I favor cuts in defense spending—I favor cuts in spending almost everywhere—but thinking about President Eisenhower earlier today (I do that a lot) made me want to put contemporary military spending into perspective. In 1957, the nation was more or less at peace, the budget ran a small surplus, and we spent 9.8 percent of GDP on national defense. That was down sharply from the years immediately before (winding down of Korean War expenses, I guess) but quite a bit higher than it was in 1950 and 1951. In 1950, we spent only 4.9 percent of GDP on national defense, half that 1957 number. This year, we’re going to spend about 3.3 percent of GDP on national defense. That’s less than we spent during the first Clinton administration, a fairly peaceable time. It’s less than we’ve spent since before the budgetary beginning of the post-9/11 era, by which I mean, since 2002. Looking at 1957 from the other side of the ledger, tax receipts were 17.2 percent of GDP. This year, taxes are expected to come in at 17.7 percent of GDP, a little bit more. . . .

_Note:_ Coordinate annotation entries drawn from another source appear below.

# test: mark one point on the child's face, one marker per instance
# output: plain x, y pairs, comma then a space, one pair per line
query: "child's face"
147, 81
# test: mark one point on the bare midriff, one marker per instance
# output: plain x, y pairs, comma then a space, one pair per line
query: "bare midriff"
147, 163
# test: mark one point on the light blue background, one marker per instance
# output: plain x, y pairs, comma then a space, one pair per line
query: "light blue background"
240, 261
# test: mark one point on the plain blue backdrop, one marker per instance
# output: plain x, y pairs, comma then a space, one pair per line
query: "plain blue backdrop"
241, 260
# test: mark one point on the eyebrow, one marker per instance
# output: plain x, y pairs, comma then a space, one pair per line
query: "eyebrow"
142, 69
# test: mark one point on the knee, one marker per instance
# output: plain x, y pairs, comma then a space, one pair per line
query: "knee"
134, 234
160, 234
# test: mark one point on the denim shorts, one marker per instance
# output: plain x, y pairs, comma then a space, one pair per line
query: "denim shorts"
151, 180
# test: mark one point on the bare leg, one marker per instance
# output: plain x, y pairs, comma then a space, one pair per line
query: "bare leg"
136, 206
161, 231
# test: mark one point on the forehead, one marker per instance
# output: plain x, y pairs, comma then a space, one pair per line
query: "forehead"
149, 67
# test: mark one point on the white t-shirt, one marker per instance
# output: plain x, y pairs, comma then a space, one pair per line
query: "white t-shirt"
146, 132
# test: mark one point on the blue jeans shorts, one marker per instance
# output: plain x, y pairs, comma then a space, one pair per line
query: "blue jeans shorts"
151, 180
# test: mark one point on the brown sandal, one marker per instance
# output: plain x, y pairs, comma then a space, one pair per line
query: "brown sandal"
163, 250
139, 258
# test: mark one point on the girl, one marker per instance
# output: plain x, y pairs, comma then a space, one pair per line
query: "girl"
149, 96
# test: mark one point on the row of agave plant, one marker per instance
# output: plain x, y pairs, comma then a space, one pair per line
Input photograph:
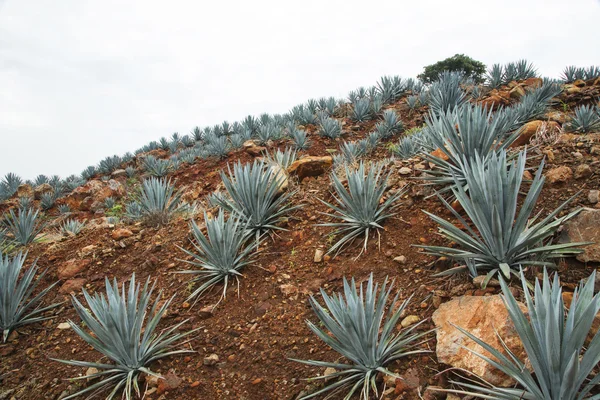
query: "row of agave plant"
498, 241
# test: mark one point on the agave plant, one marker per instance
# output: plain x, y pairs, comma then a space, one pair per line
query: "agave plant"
360, 328
282, 158
220, 255
361, 110
123, 327
330, 128
586, 119
71, 227
500, 240
157, 167
360, 207
23, 225
301, 141
254, 196
18, 306
560, 363
454, 139
159, 200
446, 94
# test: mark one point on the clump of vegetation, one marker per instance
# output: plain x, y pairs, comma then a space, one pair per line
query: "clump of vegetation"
254, 196
358, 326
465, 65
500, 240
220, 254
18, 306
560, 364
586, 119
124, 329
360, 207
24, 225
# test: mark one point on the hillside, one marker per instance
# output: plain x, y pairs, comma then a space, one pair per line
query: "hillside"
245, 342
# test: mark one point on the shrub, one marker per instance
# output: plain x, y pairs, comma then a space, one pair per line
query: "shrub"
360, 328
254, 196
500, 240
18, 306
123, 329
24, 225
360, 207
220, 254
461, 63
560, 364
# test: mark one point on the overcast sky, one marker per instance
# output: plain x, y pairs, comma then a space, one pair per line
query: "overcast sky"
84, 79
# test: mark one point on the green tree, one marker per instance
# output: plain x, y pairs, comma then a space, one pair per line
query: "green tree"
459, 62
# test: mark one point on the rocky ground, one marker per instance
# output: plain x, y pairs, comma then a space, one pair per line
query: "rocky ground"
244, 346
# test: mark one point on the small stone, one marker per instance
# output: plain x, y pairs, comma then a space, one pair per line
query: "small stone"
410, 320
583, 171
318, 255
400, 260
211, 360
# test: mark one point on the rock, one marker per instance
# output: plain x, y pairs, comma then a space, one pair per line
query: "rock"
280, 176
41, 189
310, 166
410, 320
118, 173
318, 255
584, 228
72, 285
121, 233
528, 131
583, 171
559, 174
71, 268
25, 190
517, 92
211, 360
400, 260
253, 149
485, 317
170, 381
94, 191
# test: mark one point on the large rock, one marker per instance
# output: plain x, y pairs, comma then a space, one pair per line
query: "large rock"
485, 317
584, 227
95, 191
310, 166
529, 130
559, 174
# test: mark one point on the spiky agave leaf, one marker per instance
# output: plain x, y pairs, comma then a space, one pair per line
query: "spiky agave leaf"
23, 225
159, 200
560, 363
220, 254
18, 306
455, 137
359, 207
254, 196
586, 119
123, 327
358, 326
501, 239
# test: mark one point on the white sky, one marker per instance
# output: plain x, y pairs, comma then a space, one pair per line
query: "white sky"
84, 79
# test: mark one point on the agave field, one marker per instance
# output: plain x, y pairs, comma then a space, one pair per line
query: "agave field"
308, 254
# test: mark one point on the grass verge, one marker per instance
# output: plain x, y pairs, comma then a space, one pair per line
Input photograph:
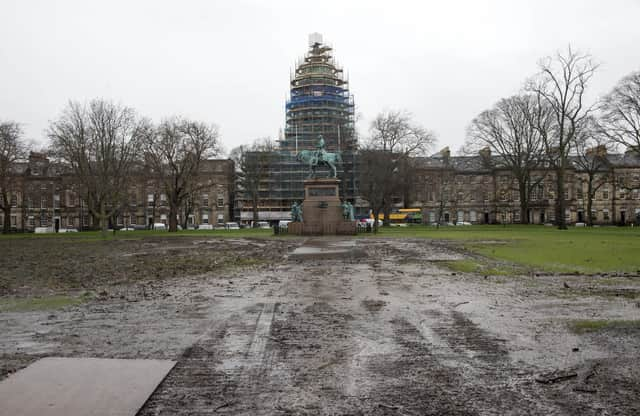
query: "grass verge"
40, 303
577, 250
587, 326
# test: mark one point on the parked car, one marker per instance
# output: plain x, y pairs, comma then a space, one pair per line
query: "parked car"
231, 226
284, 224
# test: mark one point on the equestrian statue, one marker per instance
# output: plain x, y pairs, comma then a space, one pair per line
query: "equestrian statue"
320, 156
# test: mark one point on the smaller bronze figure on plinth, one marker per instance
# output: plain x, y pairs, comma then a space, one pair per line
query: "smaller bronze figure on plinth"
296, 212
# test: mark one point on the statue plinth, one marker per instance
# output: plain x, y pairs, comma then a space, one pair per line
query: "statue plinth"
322, 210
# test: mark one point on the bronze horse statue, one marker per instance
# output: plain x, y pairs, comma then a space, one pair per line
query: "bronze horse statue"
314, 158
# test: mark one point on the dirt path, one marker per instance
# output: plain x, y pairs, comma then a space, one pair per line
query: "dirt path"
389, 334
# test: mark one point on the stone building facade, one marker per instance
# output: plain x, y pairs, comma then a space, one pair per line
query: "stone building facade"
46, 194
475, 189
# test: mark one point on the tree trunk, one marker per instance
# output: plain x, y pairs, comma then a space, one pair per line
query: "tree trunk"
256, 214
376, 215
104, 221
590, 195
524, 202
560, 202
173, 216
6, 228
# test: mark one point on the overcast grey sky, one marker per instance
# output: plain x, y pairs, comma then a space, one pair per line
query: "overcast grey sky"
228, 62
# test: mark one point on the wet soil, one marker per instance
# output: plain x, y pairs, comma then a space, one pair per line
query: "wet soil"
391, 333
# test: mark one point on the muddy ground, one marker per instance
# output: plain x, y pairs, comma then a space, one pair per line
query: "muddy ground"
256, 331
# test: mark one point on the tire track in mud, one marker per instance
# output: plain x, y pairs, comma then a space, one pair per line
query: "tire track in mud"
223, 372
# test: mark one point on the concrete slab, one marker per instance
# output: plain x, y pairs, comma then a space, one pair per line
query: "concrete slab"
81, 386
327, 248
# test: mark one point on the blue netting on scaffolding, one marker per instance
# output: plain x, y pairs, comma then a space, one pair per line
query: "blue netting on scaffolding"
328, 99
324, 89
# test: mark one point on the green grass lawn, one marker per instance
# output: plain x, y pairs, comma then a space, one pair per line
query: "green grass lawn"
137, 235
585, 250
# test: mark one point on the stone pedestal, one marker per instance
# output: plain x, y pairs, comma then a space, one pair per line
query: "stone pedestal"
322, 210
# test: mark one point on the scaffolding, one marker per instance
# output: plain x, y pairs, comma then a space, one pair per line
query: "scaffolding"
319, 104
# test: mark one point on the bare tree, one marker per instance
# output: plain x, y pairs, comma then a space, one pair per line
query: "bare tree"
12, 150
376, 169
509, 130
592, 146
621, 112
395, 133
252, 163
174, 151
560, 86
99, 142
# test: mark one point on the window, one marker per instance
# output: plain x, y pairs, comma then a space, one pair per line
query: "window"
537, 193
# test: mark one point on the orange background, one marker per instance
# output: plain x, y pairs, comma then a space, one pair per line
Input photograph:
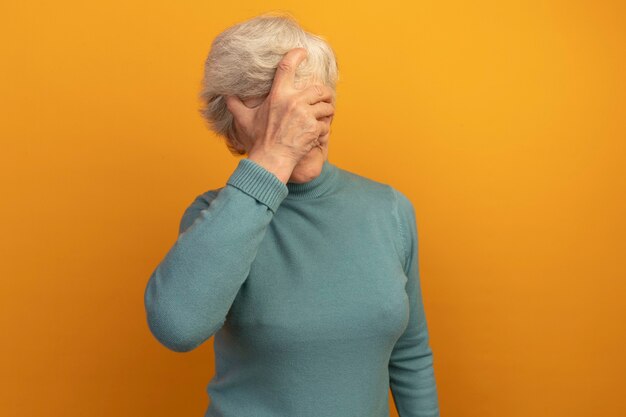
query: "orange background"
502, 121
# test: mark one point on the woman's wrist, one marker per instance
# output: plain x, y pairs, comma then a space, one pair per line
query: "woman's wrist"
282, 167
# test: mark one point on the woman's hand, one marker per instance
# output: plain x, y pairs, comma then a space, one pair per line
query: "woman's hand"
288, 123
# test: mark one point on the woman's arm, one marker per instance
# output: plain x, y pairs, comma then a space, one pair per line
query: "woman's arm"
192, 289
411, 374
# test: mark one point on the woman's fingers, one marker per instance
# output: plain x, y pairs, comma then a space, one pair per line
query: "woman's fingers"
316, 93
322, 109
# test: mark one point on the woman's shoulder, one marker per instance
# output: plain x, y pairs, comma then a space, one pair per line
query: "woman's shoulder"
368, 186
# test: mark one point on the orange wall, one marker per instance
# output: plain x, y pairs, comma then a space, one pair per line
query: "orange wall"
502, 121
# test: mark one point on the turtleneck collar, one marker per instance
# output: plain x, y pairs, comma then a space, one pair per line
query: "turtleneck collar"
315, 187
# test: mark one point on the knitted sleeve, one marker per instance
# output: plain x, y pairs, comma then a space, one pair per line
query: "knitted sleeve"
192, 289
411, 374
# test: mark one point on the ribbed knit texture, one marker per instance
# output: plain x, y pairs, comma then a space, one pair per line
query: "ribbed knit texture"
312, 291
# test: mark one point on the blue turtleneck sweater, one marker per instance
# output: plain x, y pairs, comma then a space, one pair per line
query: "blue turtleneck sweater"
312, 292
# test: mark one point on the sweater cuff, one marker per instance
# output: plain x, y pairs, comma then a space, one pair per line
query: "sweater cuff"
258, 182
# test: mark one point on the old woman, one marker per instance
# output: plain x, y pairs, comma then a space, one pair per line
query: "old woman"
306, 273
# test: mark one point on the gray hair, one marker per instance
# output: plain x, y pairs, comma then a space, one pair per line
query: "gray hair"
243, 60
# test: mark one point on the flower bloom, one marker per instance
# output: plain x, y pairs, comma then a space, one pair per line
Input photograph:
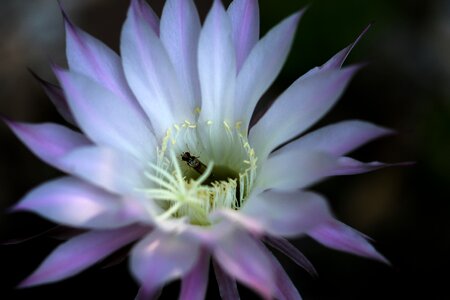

The real lesson of 1957 is that you could—if you were so inclined—spend three times what we spend on the military in GDP terms, produce a small budget surplus, and reduce total taxes. You could do that if you were willing to do the work on the rest of the budget. I wasn’t around at the time, but I’ve heard that 1957 was not a time of stateless Mad Max anarchy and wanton savagery in the United States.

Politicians found better ways to buy votes, so money spent on, you know, actually doing things the Constitution assigns to the national government is squeezed.